Lens On CCTV, Social Media
‘White coat’ module used draft mails, encrypted apps for communication

New Delhi:The probe into the Red Fort blast uncovered how the accused doctors used unsent email drafts and private encrypted servers to plan the attack. With signs of a wider multi-city terror plot, investigators have launched a full-scale digital trawl across platforms, including their sympathisers’ social media accounts, to track every online trace the “white-collar” terror module has left behind.
Sources said specialised cyber teams from security agencies are monitoring public posts, videos, comments and online discussions around the clock to trace any lead from radicalisation to misinformation to suspicious activity linked to the blast.
“Any unusual online behaviour is flagged and shared instantly with field units,” an officer privy to the information said. Inputs from social media cells are being funnelled directly to investigation teams for immediate verification.
Simultaneously, district police units, particularly in Delhi, Uttar Pradesh and Haryana, have been instructed to conduct continuous checks of CCTV footage across markets, border points, transit routes and sensitive installations. Station-level officers have been asked to immediately report any unusual activity to the central control room in the national capital.
“CCTV checks and social media tracking are being done in parallel to ensure no clue slips through,” said an officer involved in the probe. The officer noted that patrols and pickets across the city have been reinforced.

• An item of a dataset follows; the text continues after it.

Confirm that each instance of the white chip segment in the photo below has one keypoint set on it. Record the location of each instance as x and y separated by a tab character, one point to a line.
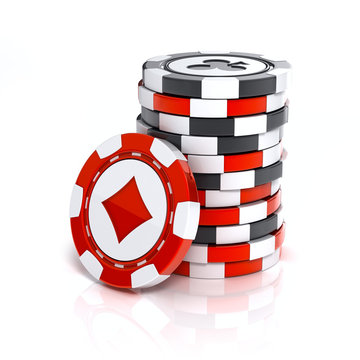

As surveillance intensifies, probe agencies are examining whether the accused had planned simultaneous strikes across several cities. According to sources, the group comprised medical professionals who combined encrypted online tools with low-tech stealth strategies to plan the terror strikes while staying off the radar.
Investigators have found that the suspects, including Dr Umar Nabi, who was driving the car which exploded near the Red Fort, Dr Muzammil Ganaie, lady doctor Dr Shaheen Shahid and others, relied on unsent email drafts to communicate.
All members accessed a single email account, and instead of sending messages, they saved instructions as drafts. The recipient would log in, read the message, and delete it. “Because nothing was transmitted across the network, it left no traceable trail,” a source said.
Alongside this, the accused also used Threema, a Switzerland-based encrypted app that does not require a phone number or email ID. Officials suspect the group even set up a private Threema server, enabling them to exchange sensitive documents, maps, layouts and coded instructions.